It’s a brisk, slightly foggy morning as my five-year-old self grabs her jacket and runs out the door to “help” my father cut wood. I am just heading straight for the ankle-deep stream that flows through the eight acres of forest behind my home. I sit at my favorite spot next to the stream and feel the soft moss between my fingers, imagining myself a deer, curled up and sleeping soundly until dawn breaks. After the sun warms my face, I decide it is time to cross the stream. I have spent days trying to balance myself on the log that spans the stream, but so far can only accomplish it with the aid of a large walking stick. I am determined to do it on my own today. For the next 20 minutes, I try, falling into the shallow water and soaking my boots each time. As I stand in the water, frustrated, I notice two water beetles swimming in front of me, and squat down to watch them swim in circles around each other, making patterns in the water that I trace with my finger in the air. As I am about to catch them I hear my father call me. I jump up, yelling, “coming!” and head toward his voice, knowing I will be back soon to conquer the log crossing.

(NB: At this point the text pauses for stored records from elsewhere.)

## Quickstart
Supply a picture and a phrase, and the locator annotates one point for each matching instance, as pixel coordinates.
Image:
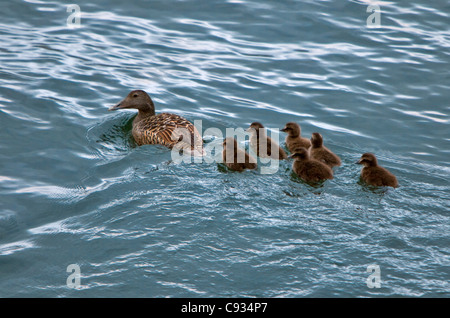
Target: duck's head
(368, 160)
(292, 129)
(300, 154)
(256, 127)
(316, 140)
(137, 99)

How many of you spent the majority of your childhood exploring the outdoors as I did? My guess is, most of you. My outdoor experience growing up was a key factor in my cognitive, physical, social, and emotional development. In the example above, I tested my balance, coordination, and endurance. I learned about disappointment and how to manage frustration with my failings. My experience helped me develop my imagination, observation skills, and manage risk. Finally, because I spent my childhood outside, I found a connection to nature that in turn developed my understanding of conservation. A 2006 Cornell University study demonstrated that children under the age of 11 who have positive experiences in wild nature, tend to develop a strong conservation ethic as adults. Playing outdoors helps create the next generation of conservation leaders.
Every day, the Monk Botanical Gardens' school and public programs provide outdoor experiences for children. This fall, the Gardens offered Head Start in the Gardens program for Marathon county Head Strat students, aged 3-5 years. Combining early childhood education and conservation education is an effective method to prepare children for school and life. Close and constant contact with nature contributes to young children's motor, sensory, social, emotional, moral, and cognitive development, adding to the child’s physical and mental well-being. The Head Start students will spend three hours of their day outdoors, in all types of weather. The season and the interests of the children will drive the curriculum. By the end of the school year, students will have an intimate connection to the Gardens. We may never return to a time when kids roam freely, exploring the natural world on their own, but we can provide similar experiences to our children within today’s social parameters. The Head Start in the Gardens program will accomplish just that while nurturing our future conservation leaders.